Luckily, As it turns out, StackOverflow publishes its data as XMLs, every 3 months! It was a real pain getting the data in (it's 14GB compressed), but I finally got it into the network.
Now, I could get the data, but I was still missing a GUI to display the data. I can't just download StackOverflow's site.

So I built a nice little GUI using Play Framework 2, AngularJS and Twitter Bootstrap. That took about a week (maybe some day I will publish it, although it's not hard to build yourself).

I still had to find a solution for the data storage. The final architecture of the app was a web interface talking directly to a Elasticsearch node holding all the data. Getting the data in was not too fun - I wrote some Python scripts that took the XMLs, transformed them to JSONs (since Elasticsearch is a JSON document storage), and sent them (using cURL) to the Elasticsearch node.
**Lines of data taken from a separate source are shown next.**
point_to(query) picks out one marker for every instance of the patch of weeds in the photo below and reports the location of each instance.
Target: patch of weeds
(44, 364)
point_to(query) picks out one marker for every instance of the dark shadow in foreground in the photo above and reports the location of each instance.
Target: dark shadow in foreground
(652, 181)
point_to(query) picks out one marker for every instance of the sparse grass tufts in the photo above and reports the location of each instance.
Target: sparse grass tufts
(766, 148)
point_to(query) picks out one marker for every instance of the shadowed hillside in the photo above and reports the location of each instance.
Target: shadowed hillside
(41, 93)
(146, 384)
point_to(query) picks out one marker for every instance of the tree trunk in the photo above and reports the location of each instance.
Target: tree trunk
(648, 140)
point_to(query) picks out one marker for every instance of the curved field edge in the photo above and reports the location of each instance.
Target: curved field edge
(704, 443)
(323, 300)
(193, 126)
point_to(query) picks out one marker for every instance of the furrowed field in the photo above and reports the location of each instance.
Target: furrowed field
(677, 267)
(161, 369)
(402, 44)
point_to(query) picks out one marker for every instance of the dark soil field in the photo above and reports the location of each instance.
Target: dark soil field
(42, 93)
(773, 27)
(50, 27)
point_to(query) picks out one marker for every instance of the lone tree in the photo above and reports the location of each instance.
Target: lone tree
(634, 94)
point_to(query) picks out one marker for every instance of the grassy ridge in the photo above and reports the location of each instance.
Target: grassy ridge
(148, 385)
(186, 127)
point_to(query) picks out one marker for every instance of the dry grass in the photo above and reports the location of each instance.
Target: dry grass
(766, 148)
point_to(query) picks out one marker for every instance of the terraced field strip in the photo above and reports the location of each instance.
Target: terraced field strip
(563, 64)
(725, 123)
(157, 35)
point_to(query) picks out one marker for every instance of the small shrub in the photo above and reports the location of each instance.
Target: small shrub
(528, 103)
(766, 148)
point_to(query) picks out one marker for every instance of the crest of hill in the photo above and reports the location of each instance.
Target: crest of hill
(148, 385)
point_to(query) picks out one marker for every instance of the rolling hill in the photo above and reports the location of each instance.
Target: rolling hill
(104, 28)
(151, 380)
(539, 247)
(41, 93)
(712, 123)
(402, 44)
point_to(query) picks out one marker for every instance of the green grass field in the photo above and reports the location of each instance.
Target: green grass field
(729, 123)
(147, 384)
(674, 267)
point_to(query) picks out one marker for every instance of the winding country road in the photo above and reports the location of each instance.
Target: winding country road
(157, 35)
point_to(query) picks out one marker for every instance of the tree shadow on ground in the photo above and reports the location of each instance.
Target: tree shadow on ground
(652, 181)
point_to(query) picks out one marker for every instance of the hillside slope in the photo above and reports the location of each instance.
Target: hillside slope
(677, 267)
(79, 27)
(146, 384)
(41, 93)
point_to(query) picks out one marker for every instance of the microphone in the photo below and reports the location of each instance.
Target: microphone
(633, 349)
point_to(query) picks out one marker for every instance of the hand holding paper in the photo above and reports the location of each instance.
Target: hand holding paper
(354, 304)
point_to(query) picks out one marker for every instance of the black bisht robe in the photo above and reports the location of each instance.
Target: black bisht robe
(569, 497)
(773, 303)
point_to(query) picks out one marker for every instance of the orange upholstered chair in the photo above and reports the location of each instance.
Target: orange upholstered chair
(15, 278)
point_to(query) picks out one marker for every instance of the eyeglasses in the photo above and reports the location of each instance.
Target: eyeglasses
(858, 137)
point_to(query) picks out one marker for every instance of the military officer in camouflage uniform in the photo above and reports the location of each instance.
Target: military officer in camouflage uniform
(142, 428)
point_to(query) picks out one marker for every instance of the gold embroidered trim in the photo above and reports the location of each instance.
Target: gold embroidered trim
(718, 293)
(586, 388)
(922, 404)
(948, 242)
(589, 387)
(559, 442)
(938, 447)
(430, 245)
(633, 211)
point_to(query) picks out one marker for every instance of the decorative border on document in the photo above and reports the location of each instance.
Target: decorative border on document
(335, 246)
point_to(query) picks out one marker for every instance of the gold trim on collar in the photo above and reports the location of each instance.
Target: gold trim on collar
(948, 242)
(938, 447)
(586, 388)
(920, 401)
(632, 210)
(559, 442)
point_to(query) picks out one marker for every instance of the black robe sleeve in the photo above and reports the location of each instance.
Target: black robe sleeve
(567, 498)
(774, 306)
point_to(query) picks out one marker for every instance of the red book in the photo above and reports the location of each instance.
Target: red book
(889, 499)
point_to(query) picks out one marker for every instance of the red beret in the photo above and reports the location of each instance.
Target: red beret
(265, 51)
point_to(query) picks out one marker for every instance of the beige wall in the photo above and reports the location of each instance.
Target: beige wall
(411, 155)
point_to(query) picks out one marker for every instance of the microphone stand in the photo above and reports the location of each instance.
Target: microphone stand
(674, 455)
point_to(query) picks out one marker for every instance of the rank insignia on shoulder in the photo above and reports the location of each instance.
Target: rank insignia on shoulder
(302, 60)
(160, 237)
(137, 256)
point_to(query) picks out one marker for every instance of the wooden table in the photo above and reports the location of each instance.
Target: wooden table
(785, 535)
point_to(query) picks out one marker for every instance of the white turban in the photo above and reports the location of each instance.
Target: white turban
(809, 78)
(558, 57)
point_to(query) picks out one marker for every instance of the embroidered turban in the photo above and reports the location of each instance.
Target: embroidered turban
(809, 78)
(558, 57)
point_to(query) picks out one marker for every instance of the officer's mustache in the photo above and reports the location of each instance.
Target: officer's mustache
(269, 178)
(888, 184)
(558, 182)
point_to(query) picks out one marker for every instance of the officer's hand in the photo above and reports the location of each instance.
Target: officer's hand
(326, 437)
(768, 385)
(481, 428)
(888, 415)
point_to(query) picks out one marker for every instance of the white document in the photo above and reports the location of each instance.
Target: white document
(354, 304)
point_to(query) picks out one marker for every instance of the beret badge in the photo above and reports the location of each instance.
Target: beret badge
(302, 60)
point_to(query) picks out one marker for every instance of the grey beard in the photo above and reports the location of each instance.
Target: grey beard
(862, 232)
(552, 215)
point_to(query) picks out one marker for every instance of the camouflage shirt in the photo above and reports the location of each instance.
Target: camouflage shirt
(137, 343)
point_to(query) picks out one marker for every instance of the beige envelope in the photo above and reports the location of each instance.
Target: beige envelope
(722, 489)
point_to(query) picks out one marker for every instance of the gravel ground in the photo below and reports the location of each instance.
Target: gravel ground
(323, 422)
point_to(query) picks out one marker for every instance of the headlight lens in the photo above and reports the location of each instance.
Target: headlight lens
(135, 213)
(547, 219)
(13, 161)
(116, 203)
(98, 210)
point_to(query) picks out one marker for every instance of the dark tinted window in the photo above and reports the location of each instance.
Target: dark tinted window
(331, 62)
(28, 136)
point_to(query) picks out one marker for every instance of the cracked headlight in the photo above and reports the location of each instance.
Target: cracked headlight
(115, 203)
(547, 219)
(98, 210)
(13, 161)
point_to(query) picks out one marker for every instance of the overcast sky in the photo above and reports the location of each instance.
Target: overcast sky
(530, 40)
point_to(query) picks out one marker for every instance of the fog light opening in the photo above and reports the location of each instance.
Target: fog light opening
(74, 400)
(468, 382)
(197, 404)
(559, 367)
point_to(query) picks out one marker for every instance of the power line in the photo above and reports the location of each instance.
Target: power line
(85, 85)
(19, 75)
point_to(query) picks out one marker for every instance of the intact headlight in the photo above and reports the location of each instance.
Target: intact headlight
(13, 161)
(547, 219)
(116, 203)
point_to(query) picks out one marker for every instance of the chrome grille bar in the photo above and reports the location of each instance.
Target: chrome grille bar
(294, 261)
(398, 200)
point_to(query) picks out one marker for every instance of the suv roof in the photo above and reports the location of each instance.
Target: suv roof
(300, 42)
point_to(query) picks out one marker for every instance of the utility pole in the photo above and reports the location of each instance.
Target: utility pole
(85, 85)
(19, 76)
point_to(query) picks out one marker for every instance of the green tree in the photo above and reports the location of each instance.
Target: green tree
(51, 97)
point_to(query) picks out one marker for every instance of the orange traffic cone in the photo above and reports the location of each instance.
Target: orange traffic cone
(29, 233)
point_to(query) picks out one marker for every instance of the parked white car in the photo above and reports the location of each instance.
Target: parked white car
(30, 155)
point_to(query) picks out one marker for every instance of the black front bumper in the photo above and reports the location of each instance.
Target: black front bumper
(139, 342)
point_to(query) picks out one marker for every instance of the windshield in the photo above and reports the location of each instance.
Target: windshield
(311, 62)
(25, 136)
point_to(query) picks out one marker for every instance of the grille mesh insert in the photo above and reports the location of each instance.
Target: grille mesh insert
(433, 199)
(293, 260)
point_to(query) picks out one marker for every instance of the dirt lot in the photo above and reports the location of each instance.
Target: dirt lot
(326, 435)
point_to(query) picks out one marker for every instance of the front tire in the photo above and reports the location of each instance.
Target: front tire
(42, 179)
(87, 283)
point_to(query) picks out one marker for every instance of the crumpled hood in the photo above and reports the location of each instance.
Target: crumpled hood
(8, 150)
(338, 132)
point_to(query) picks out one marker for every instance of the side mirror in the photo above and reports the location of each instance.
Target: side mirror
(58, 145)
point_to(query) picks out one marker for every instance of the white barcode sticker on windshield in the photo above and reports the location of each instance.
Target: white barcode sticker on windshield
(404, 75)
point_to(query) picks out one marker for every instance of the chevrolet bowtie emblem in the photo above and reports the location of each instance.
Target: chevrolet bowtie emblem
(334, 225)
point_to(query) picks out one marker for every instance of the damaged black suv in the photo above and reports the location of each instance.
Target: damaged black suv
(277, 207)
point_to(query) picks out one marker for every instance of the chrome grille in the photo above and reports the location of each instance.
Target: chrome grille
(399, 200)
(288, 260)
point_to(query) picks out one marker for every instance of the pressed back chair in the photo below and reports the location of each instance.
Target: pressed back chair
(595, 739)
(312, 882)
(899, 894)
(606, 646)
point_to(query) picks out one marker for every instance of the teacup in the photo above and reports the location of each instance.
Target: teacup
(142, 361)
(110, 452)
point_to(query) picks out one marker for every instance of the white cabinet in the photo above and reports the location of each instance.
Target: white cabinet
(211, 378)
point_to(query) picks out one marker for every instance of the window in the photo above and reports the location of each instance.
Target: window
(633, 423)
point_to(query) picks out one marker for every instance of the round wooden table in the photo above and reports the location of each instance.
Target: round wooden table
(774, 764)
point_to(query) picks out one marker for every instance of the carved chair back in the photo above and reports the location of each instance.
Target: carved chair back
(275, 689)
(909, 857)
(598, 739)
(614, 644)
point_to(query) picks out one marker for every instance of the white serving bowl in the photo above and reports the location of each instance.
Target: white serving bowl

The uploading process took awhile, because of the large data volumes.

Currently, the application is running for several months and my organization has slightly happier developers (~600). :)

The project (named XXXOverflow - XXX being the name of the organization) apparently inspired some other developers that suggested all kind of interesting ideas for the application. In the future we plan to expand the searching sources of the application, and make it a highly customized little Google for the devs in my organization.

Other organizations, which are in the same position (disconnected from the internet), have asked me to give them the code of the app and help them implement it in their own networks.

Some technical notes
Elasticsearch is an open source search engine solution. I used it to store the data for the app. ES is really great and it made my life so much easier. It's default search algorithm searches through 70GB of textual data with a split of a second, which is pretty amazing to me. Although when I tried to customize the ranking algorithm using their Query DSL, it really slowed down the search speed (I used ES 1.0.0).
Also, I had (and still have) issues with failing shards. It's probably the amount of data, but occasional searches just bring down shards. And not too seldom. I hope these issues will be addressed in future releases.